Gille/StrangeMerges_15-7B-slerp
Gille/StrangeMerges_15-7B-slerp is a 7 billion parameter language model created by Gille, resulting from a slerp merge of Gille/StrangeMerges_14-7B-slerp and CultriX/Wernicke-7B-v9. This model is designed for general text generation tasks, leveraging its merged architecture to achieve a balanced performance across various benchmarks. It features a 4096-token context length and demonstrates an average score of 72.41 on the Open LLM Leaderboard, indicating solid reasoning and language understanding capabilities.
Loading preview...
Model Overview
Gille/StrangeMerges_15-7B-slerp is a 7 billion parameter language model developed by Gille. It is a product of a slerp merge (spherical linear interpolation) combining two distinct models: Gille/StrangeMerges_14-7B-slerp and CultriX/Wernicke-7B-v9. This merging technique aims to blend the strengths of its constituent models, offering a versatile solution for various natural language processing tasks.
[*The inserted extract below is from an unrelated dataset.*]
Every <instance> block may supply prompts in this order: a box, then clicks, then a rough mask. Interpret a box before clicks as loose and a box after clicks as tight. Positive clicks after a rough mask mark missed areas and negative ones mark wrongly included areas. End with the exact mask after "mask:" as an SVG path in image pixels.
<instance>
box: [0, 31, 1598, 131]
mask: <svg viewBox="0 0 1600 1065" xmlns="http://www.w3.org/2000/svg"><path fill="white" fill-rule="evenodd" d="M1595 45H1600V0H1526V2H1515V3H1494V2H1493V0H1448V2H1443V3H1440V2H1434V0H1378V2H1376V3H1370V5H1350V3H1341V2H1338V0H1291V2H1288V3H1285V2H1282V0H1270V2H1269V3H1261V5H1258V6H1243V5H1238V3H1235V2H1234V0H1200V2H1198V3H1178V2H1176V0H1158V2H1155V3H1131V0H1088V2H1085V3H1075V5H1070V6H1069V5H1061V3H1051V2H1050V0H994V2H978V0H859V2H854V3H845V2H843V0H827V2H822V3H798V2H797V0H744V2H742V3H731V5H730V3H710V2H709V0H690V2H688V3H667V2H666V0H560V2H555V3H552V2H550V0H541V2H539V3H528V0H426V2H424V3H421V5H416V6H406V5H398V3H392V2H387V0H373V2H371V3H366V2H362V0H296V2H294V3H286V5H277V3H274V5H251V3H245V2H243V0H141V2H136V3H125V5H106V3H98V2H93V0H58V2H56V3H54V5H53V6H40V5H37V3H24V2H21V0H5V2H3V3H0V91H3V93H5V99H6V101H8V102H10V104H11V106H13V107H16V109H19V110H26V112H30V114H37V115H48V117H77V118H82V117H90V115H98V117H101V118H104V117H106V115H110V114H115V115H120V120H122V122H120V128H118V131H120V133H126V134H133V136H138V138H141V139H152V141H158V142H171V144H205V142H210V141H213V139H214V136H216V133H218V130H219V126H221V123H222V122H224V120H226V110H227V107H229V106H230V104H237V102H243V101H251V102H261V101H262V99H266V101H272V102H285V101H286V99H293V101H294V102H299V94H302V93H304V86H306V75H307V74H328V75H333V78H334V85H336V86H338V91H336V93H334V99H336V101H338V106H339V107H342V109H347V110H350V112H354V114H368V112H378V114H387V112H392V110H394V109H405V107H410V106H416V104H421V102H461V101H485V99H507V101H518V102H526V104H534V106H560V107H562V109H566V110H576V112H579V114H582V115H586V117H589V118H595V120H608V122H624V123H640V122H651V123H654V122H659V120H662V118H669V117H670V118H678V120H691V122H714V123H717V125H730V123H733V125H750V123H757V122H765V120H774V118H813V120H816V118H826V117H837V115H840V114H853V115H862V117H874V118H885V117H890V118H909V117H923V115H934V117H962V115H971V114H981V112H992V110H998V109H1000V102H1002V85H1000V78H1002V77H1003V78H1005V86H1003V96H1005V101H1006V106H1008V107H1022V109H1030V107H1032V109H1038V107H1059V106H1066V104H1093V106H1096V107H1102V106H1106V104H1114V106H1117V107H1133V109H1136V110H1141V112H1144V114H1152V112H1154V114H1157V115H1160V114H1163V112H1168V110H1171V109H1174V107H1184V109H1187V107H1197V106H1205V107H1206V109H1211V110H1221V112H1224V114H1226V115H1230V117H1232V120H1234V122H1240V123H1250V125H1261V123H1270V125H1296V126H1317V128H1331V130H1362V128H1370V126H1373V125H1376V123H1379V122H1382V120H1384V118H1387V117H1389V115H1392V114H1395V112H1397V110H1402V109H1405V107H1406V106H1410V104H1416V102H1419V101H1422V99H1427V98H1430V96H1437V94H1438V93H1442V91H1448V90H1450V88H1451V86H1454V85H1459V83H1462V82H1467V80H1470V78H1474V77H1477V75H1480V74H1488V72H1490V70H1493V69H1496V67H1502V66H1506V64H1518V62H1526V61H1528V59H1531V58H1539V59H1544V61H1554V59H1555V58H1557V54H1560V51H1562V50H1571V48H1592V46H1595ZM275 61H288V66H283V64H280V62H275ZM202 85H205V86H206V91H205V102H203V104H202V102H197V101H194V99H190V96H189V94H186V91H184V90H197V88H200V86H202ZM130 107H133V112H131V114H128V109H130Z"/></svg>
Key Capabilities & Performance
This model demonstrates strong performance across a range of benchmarks, as evaluated on the Open LLM Leaderboard. Key scores include:
- Average Score: 72.41
- AI2 Reasoning Challenge (25-Shot): 68.00
- HellaSwag (10-Shot): 86.82
- MMLU (5-Shot): 65.58
- TruthfulQA (0-shot): 59.99
- Winogrande (5-shot): 82.56
- GSM8k (5-shot): 71.49
These results indicate a balanced capability in reasoning, common sense, language understanding, and mathematical problem-solving. The model supports a context length of 4096 tokens.
Usage
Developers can easily integrate StrangeMerges_15-7B-slerp into their projects using the transformers library, with provided Python code examples for text generation. The model is configured to use bfloat16 for efficient computation.